In a statement which arguably fell short of a denial that the stunt was pre-planned, Samsung said the selfie was something "nobody expected."
"While we were a sponsor of the Oscars and had an integration with ABC, we were delighted to see Ellen organically incorporate the device into the selfie moment that had everyone talking," it wrote.
"A great surprise for everyone, she captured something that nobody expected," it wrote.
It added that "in honor of this epic moment," which has generated over 3 million retweets so far, it would donate $1.5 million to two charities chosen by DeGeneres: St Jude's and the Humane Society.
DeGeneres corralled a crowd of stars including Brad Pitt, Bradley Cooper, Meryl Streep, Kevin Spacey, Lupita Nyong'o and Jennifer Lawrence for the selfie.

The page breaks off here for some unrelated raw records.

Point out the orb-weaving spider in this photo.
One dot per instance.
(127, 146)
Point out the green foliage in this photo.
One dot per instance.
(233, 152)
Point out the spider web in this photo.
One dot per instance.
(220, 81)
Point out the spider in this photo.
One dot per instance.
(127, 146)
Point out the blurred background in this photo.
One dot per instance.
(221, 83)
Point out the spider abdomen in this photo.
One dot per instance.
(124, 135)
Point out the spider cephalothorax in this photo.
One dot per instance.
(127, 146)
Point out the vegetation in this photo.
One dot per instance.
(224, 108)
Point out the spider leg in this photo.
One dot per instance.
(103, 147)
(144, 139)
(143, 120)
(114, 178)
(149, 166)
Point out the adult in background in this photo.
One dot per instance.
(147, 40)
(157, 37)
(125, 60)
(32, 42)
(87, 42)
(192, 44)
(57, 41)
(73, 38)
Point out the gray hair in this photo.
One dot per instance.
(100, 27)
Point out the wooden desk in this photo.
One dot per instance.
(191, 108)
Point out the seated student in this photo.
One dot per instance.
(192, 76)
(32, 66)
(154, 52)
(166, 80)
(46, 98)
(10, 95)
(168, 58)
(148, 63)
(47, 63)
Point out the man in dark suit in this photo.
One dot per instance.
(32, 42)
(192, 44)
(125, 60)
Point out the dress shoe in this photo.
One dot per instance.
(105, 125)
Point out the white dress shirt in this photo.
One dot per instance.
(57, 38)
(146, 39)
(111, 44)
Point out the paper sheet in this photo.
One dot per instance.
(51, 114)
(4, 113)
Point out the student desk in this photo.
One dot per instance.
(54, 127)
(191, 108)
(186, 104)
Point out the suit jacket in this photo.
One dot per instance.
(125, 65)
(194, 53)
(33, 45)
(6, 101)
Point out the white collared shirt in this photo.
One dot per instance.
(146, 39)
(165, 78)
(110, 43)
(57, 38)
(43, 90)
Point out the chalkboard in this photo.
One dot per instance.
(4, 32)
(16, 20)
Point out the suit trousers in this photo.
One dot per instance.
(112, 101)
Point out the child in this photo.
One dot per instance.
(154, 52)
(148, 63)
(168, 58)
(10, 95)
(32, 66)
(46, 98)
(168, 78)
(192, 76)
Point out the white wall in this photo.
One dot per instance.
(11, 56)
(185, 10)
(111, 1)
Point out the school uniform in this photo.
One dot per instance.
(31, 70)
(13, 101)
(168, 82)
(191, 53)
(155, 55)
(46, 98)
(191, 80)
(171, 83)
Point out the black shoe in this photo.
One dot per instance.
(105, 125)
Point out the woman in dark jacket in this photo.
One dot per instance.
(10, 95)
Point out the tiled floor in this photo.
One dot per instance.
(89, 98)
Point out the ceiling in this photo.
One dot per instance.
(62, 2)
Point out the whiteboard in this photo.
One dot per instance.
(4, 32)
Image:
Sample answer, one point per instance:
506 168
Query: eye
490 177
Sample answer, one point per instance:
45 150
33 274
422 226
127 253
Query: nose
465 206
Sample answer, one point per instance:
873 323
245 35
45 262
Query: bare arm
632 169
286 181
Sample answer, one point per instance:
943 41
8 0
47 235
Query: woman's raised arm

DeGeneres, who said Twitter officials contacted her to say she broke the record, had her eyes on the prize even before posting the photo, encouraging viewers of the widely-watched show to retweet it and break the record.
Viewers obliged. Within five minutes, it had nearly 100,000 retweets. Less than 90 minutes after that, her tweet had garnered more than 1.9 million retweets and nearly 900,000 "favorites."
By Wednesday the photo had been retweeted over 3.25 million times.